Case law addressing this issue indicates that the trend is for federal courts to find claims of direct negligence against the HMO to be preempted by ERISA. However, on the issue of vicarious liability, courts are split.

Most courts find preemption when a plaintiff seeks to hold an HMO liable for its own negligent administration of cost-containment provisions of an employee benefit plan or with regard to the type and extent of benefits promised. Therefore, claims that the HMO was negligent in employment or contracting with negligent doctors, knew that the doctors were not qualified or competent, failed to use due care in selecting and overseeing the doctors, or failed to formulate, adopt, and enforce adequate rules and policies to ensure quality care for patients will likely fail under ERISA.

Plaintiffs have a better chance of succeeding with medical malpractice claims under a theory of ostensible agency. A court will only find preemption in these cases if the ostensible agency relationship “relates to” employee benefit plans since it requires an assessment of the benefit plan and the doctor’s performance thereunder.

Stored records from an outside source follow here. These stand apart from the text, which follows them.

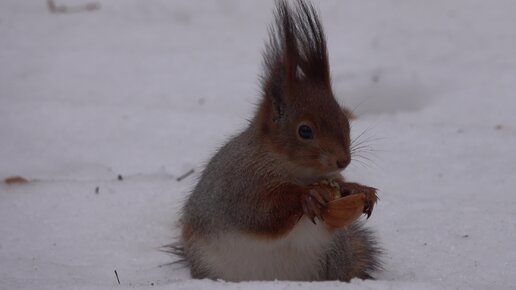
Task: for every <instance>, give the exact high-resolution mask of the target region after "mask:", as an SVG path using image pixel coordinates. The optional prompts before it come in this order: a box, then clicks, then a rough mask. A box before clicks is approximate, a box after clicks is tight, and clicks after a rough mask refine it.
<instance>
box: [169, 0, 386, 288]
mask: <svg viewBox="0 0 516 290" xmlns="http://www.w3.org/2000/svg"><path fill="white" fill-rule="evenodd" d="M269 34H270V39H269V42H268V43H267V44H266V49H265V52H264V54H263V57H264V70H265V73H264V75H263V77H262V97H261V102H260V104H259V105H258V108H257V111H256V113H255V116H254V118H253V119H252V120H251V121H250V123H249V125H248V127H247V128H245V129H244V130H243V131H242V132H241V133H240V134H238V135H236V136H234V137H233V138H232V139H230V140H229V142H227V143H226V144H225V145H224V146H222V147H221V148H220V149H219V150H218V152H217V153H216V154H215V155H214V156H213V157H212V158H211V160H210V161H209V162H208V164H207V166H206V167H205V169H204V170H203V172H202V174H201V176H200V179H199V180H198V183H197V185H196V186H195V188H194V190H193V191H192V192H191V194H190V195H189V196H188V198H187V200H186V202H185V204H184V206H183V208H182V212H181V217H180V226H181V238H180V242H179V244H178V246H176V247H175V250H176V251H175V253H176V254H179V255H181V257H182V258H183V260H184V262H185V263H186V264H187V265H188V267H189V268H190V273H191V276H192V277H193V278H198V279H203V278H209V279H223V280H226V281H245V280H297V281H320V280H341V281H350V280H351V279H353V278H360V279H372V276H371V275H372V274H373V273H374V272H376V271H378V270H380V268H381V262H380V254H381V252H382V251H381V249H380V248H379V246H378V243H377V241H376V238H375V236H374V233H373V232H372V231H371V230H370V229H367V228H366V227H364V225H363V222H361V221H355V222H353V223H352V224H350V225H348V226H346V227H344V228H332V227H331V226H328V225H327V224H325V223H324V212H325V210H326V205H327V203H328V202H329V201H331V200H332V194H331V190H330V189H329V188H328V186H327V185H326V184H325V183H321V182H319V181H321V180H328V179H331V180H332V181H335V182H337V183H338V184H339V187H340V191H341V194H343V195H348V194H350V193H352V192H361V193H364V194H365V203H364V209H363V213H364V214H366V215H367V217H369V216H370V215H371V212H372V210H373V206H374V204H375V203H376V201H377V196H376V189H375V188H372V187H368V186H364V185H361V184H358V183H352V182H347V181H345V180H344V178H343V177H342V175H341V173H340V172H341V171H342V170H343V169H345V168H346V167H347V166H348V165H349V164H350V162H351V148H350V147H351V146H350V143H351V142H350V125H349V119H348V116H347V114H346V111H345V110H344V109H343V108H341V107H340V106H339V104H338V103H337V101H336V99H335V97H334V95H333V92H332V88H331V81H330V68H329V63H328V53H327V46H326V38H325V34H324V31H323V28H322V24H321V22H320V20H319V18H318V16H317V13H316V10H315V8H314V7H313V5H312V4H310V3H306V2H304V1H303V0H298V1H297V2H296V4H295V5H294V6H292V5H289V4H288V3H287V2H286V1H285V0H278V1H277V2H276V10H275V24H274V25H272V26H271V27H270V28H269ZM359 210H361V209H359ZM359 214H360V213H359ZM173 252H174V251H173Z"/></svg>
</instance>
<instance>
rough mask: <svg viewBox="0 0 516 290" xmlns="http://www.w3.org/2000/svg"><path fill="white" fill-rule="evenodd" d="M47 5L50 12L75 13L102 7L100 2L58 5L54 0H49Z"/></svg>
mask: <svg viewBox="0 0 516 290" xmlns="http://www.w3.org/2000/svg"><path fill="white" fill-rule="evenodd" d="M47 7H48V11H50V13H73V12H83V11H94V10H99V9H100V4H99V3H86V4H82V5H78V6H66V5H56V3H55V2H54V0H47Z"/></svg>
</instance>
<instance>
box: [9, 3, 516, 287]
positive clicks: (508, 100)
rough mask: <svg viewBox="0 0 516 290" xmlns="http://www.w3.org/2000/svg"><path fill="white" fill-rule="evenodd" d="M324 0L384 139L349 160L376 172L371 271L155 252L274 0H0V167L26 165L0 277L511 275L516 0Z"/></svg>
mask: <svg viewBox="0 0 516 290" xmlns="http://www.w3.org/2000/svg"><path fill="white" fill-rule="evenodd" d="M84 1H87V0H84ZM84 1H83V0H73V1H72V0H57V1H56V3H57V4H60V5H62V4H66V5H75V4H80V3H84ZM317 6H318V7H319V9H320V13H321V17H322V19H323V23H324V25H325V28H326V32H327V36H328V41H329V50H330V57H331V63H332V70H333V71H332V73H333V80H334V87H335V92H336V94H337V95H338V96H339V98H340V99H341V101H342V102H343V103H344V104H347V106H348V107H350V108H355V109H356V112H357V113H358V114H359V115H360V118H359V119H358V120H356V121H355V122H354V123H353V135H354V136H357V135H359V134H360V133H362V132H364V131H366V132H365V134H364V135H363V137H365V139H368V140H369V144H370V145H371V146H373V147H374V148H375V149H376V150H375V152H371V153H370V154H369V155H367V157H368V158H370V159H371V161H368V160H362V162H365V163H366V164H361V163H360V162H359V161H358V160H357V161H356V162H354V163H353V164H352V166H351V167H350V168H349V169H348V170H347V173H346V174H347V176H348V177H349V179H351V180H356V181H360V182H363V183H365V184H369V185H373V186H376V187H378V188H380V189H381V192H380V197H381V200H380V202H379V204H378V206H377V208H376V209H375V212H374V213H373V216H372V218H371V219H370V220H369V221H368V222H367V223H368V224H370V225H371V226H372V227H373V228H375V229H376V230H377V232H378V235H379V237H380V239H381V241H382V244H383V246H384V248H385V249H386V252H387V254H386V256H385V263H386V267H385V268H386V270H385V271H384V272H382V273H379V274H378V275H377V278H378V280H377V281H353V282H352V283H351V284H344V285H343V284H342V283H338V282H326V283H297V282H268V283H264V282H249V283H241V284H230V283H224V282H213V281H194V280H190V279H189V275H188V272H187V270H185V269H181V268H178V266H177V265H174V266H167V265H166V264H167V263H169V262H171V261H173V258H171V257H169V256H167V255H166V254H164V253H162V252H160V251H159V247H160V246H161V245H164V244H167V243H170V242H171V241H173V240H174V239H175V237H176V236H177V235H178V231H177V229H175V228H174V224H175V222H176V220H177V211H178V209H179V208H180V206H181V203H182V202H183V200H184V198H185V196H186V194H187V193H188V191H189V190H190V189H191V187H192V186H193V184H194V179H195V178H194V175H191V176H189V177H187V178H186V179H184V180H182V181H180V182H178V181H177V180H176V178H177V177H179V176H181V175H182V174H183V173H185V172H188V171H189V170H190V169H192V168H195V170H196V174H198V172H199V171H200V169H201V168H202V165H203V163H204V162H205V161H206V160H207V158H209V156H210V155H211V154H212V153H213V152H214V150H215V148H216V146H218V145H220V144H221V143H222V142H224V140H226V139H227V137H228V136H230V135H231V134H233V133H235V132H236V131H237V130H238V129H239V128H242V127H243V126H244V125H245V124H246V121H245V119H246V118H248V117H249V116H250V114H251V113H252V111H253V109H254V105H253V104H254V103H256V101H257V92H258V91H259V88H258V82H257V76H258V74H259V70H260V62H261V56H260V52H261V50H262V48H263V43H264V41H265V39H266V37H267V36H266V26H267V25H268V24H269V23H270V22H271V20H272V13H271V11H272V7H273V2H272V1H253V2H252V1H237V0H224V1H223V0H220V1H200V0H196V1H191V0H183V1H166V0H152V1H151V0H105V1H102V2H101V9H100V10H98V11H93V12H85V13H72V14H64V15H57V14H50V13H49V12H48V11H47V7H46V2H45V1H43V0H38V1H35V0H24V1H19V0H3V1H1V2H0V178H1V179H4V178H6V177H9V176H13V175H21V176H23V177H25V178H28V179H30V180H31V181H30V182H29V183H26V184H21V185H5V184H2V185H0V289H115V288H116V289H125V288H137V289H145V288H152V289H156V288H163V289H223V288H224V289H226V288H229V289H263V288H269V289H298V288H300V289H445V288H449V289H487V288H493V289H515V288H516V276H515V273H516V247H515V246H514V244H515V242H516V192H515V188H516V153H515V151H514V148H516V114H515V112H516V53H515V52H516V30H515V27H516V17H514V11H516V10H515V9H516V2H514V1H512V0H507V1H482V0H455V1H447V0H439V1H437V0H436V1H425V0H417V1H403V0H375V1H361V0H353V1H351V0H346V1H338V0H334V1H324V2H321V3H317ZM118 175H122V177H123V180H118V179H117V176H118ZM97 188H98V193H96V189H97ZM511 245H512V246H511ZM114 270H117V273H118V274H119V278H120V281H121V285H118V283H117V281H116V277H115V274H114Z"/></svg>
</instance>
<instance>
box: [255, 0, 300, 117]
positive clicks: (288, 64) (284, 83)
mask: <svg viewBox="0 0 516 290" xmlns="http://www.w3.org/2000/svg"><path fill="white" fill-rule="evenodd" d="M263 59H264V66H265V76H264V77H263V83H262V87H263V93H264V95H265V98H268V99H269V100H270V101H271V105H272V110H273V120H277V119H281V118H282V117H283V115H284V113H285V109H286V106H287V104H288V102H289V100H288V96H289V95H290V94H289V93H290V92H292V88H293V86H294V85H295V82H296V73H297V68H298V62H299V54H298V49H297V40H296V36H295V27H294V20H293V18H292V15H291V12H290V8H289V7H288V4H287V3H286V2H285V1H278V2H277V7H276V12H275V25H273V26H271V27H269V43H268V44H267V45H266V49H265V52H264V54H263Z"/></svg>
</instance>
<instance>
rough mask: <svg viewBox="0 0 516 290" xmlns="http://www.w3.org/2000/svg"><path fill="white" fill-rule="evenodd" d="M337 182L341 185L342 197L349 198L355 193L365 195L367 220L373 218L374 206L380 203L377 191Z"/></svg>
mask: <svg viewBox="0 0 516 290" xmlns="http://www.w3.org/2000/svg"><path fill="white" fill-rule="evenodd" d="M337 182H338V183H339V186H340V193H341V195H342V196H347V195H351V194H355V193H363V194H364V195H365V200H364V214H366V215H367V218H369V217H370V216H371V213H372V212H373V208H374V205H375V204H376V202H377V201H378V196H377V195H376V190H377V189H376V188H374V187H369V186H365V185H362V184H358V183H354V182H343V181H337Z"/></svg>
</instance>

Thus far, most courts, if they have found an ostensible agency claim to be preempted, have justified their findings of preemption based on the rationale that the medical decisions/advice given by the HMO is done in the context of determining the availability of benefits under the plan, as opposed to making direct medical decisions. Courts are therefore, reluctant to hold plan decision makers liable for medical malpractice.

Courts also tend to justify such decisions on public policy grounds, citing that if such claims are not preempted and plaintiffs claims succeed, the HMOs and their providers will have to carry liability insurance resulting in higher costs to the end user.